A normalização da cadeirada em debates acalorados
Vivemos um período em que a violência, em suas diversas formas, tem se tornado cada vez mais visível e, de certo modo, normalizada. O estímulo à violência pode ser observado não apenas nas ruas, mas também nas redes sociais, nos discursos públicos e, de forma preocupante, na política. O aumento dos debates acalorados no campo da política tem contribuído para uma escalada de tensões que muitas vezes resulta em agressões verbais e físicas. Esses tipos de comportamentos violentos têm se tornado cada vez mais comuns e por mais que não seja tolerado, tem sido amplamente disseminado por mídias que promovem o sensacionalismo, que satirizam essas ações e que transformam em “memes” a violência ocorrida nos debates políticos, antes pautados por discussões de ideias e políticas públicas, agora muitas vezes são palco de acusações e incitação à violência contra oponentes, resultando em uma espécie de “espetáculo da violência”.

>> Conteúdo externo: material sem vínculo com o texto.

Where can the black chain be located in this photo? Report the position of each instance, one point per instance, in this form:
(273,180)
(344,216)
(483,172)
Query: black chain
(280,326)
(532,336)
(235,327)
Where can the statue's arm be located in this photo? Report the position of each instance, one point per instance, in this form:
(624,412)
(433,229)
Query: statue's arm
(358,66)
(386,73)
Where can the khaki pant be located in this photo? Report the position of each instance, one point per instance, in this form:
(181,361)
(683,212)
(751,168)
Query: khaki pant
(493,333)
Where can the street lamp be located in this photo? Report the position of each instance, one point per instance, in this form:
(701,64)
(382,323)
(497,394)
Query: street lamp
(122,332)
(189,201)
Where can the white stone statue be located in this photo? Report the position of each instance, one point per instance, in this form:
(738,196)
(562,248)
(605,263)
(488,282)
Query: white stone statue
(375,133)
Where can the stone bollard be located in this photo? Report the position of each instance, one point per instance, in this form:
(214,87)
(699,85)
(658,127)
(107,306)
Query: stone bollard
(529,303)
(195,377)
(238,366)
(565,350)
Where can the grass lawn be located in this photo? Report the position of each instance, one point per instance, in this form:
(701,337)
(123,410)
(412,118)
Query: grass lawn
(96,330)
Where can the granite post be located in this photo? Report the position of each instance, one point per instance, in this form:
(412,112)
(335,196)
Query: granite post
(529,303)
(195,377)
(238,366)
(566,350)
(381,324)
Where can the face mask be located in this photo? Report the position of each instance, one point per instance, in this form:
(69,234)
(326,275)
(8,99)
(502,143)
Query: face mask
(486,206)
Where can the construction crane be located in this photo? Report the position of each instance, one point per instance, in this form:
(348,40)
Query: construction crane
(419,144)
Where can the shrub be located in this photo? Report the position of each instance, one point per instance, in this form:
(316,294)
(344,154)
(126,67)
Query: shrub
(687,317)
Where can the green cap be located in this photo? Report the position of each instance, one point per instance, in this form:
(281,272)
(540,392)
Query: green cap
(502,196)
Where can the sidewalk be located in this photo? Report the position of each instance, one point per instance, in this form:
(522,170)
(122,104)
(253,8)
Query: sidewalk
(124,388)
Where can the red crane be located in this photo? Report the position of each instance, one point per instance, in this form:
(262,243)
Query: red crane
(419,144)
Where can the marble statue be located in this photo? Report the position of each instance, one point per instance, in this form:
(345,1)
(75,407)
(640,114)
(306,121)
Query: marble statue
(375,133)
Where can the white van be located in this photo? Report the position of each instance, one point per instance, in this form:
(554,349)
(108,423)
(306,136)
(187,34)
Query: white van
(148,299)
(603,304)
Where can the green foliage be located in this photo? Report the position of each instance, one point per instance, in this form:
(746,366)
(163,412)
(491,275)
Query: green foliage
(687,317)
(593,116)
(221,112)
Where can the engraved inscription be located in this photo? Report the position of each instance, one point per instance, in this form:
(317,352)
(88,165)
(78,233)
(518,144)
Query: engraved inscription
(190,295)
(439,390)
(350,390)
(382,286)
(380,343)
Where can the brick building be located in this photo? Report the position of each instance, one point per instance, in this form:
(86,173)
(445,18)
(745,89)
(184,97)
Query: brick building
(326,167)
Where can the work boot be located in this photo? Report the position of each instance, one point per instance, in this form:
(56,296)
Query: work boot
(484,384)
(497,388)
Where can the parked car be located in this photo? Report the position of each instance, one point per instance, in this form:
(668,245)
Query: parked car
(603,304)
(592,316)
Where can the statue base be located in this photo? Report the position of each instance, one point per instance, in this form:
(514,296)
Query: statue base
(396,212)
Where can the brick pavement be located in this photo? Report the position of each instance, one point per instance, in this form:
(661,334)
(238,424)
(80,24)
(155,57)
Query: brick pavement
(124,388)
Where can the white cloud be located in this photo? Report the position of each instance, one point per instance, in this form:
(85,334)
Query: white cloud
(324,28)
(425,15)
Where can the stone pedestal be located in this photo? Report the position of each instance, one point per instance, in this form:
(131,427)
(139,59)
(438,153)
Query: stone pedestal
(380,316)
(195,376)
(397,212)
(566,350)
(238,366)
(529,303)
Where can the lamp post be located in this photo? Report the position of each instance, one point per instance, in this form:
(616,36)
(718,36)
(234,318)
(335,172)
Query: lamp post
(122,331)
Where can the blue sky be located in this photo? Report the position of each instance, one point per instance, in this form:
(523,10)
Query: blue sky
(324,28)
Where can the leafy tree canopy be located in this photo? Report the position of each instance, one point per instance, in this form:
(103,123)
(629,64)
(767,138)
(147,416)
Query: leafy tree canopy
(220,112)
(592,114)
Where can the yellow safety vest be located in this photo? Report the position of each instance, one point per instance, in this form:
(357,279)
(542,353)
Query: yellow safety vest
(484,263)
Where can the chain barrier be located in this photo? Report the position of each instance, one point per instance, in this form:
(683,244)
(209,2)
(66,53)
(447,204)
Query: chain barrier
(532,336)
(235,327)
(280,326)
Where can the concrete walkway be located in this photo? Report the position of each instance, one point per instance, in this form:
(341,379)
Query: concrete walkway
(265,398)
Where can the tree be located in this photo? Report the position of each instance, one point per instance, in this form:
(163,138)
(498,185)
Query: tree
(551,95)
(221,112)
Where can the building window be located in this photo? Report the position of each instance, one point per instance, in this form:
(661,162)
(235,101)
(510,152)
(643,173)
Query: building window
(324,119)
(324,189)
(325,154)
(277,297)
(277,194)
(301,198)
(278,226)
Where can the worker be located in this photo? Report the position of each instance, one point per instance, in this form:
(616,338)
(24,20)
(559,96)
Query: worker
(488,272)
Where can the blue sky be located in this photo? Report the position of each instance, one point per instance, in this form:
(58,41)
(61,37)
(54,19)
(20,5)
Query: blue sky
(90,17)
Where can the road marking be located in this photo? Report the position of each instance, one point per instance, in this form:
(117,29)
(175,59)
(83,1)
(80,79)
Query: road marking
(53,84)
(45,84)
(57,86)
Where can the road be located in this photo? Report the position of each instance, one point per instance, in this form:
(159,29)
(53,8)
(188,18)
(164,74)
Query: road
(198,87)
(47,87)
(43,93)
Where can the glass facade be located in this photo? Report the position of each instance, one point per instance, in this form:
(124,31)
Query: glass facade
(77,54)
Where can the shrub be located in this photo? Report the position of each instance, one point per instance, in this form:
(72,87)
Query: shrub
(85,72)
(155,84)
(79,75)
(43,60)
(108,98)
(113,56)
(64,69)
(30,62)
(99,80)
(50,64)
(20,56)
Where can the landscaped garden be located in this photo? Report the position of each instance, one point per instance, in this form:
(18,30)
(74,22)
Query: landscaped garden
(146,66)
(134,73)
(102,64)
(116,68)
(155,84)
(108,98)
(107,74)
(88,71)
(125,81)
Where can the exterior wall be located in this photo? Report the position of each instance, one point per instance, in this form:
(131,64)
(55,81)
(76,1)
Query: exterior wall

Isso faz parte da cultura da normalização a violência, em um mundo hiperconectado, a violência é constantemente reproduzida e consumida em tempo real, vídeos de agressões, discursos de ódio e ataques políticos se espalham pelas redes sociais, transformando a violência em algo que é testemunhado e compartilhado por milhares de pessoas em questão de segundos. Isso cria uma percepção de que esses atos são parte da dinâmica cotidiana, dessensibilizando o público e, em alguns casos, legitimando comportamentos violentos.
Em um passado bastante presente, podemos ver a literatura sendo reescrita, obviamente dada as devidas proporções. No livro escrito por Margareth Atwood (1985), em o Conto da Aia, onde é escrito uma obra distópica que se passa em um futuro, em que os Estados Unidos foram substituídos pela República de Gilead, um regime teocrático e autoritário, a violência contra as mulheres, e de forma geral com as pessoas através da imposição de um regime autoritário através da religiosidade faz com que as pessoas normalizem e entendam a violência como algo naturalizado.
Esse cenário, embora ficcional, pode ser visto como um espelho perturbador de tendências contemporâneas, especialmente quando relacionada à ascensão da extrema direita em diversos países ao redor do mundo. Ver a violência como algo normalizado não é um ato político, e nem restrito a um partido de esquerda ou direita, porém ver isso ocorrendo dentro de um ambiente político é assustador, pois, os princípios da política são fundamentais para orientar a organização, o funcionamento e a legitimidade do poder nas sociedades como um todo e não em partes ou lados, e ver esse cenário violento só aumenta e dissemina uma cultura de ódio e engajamento a violência gratuita e sem freios.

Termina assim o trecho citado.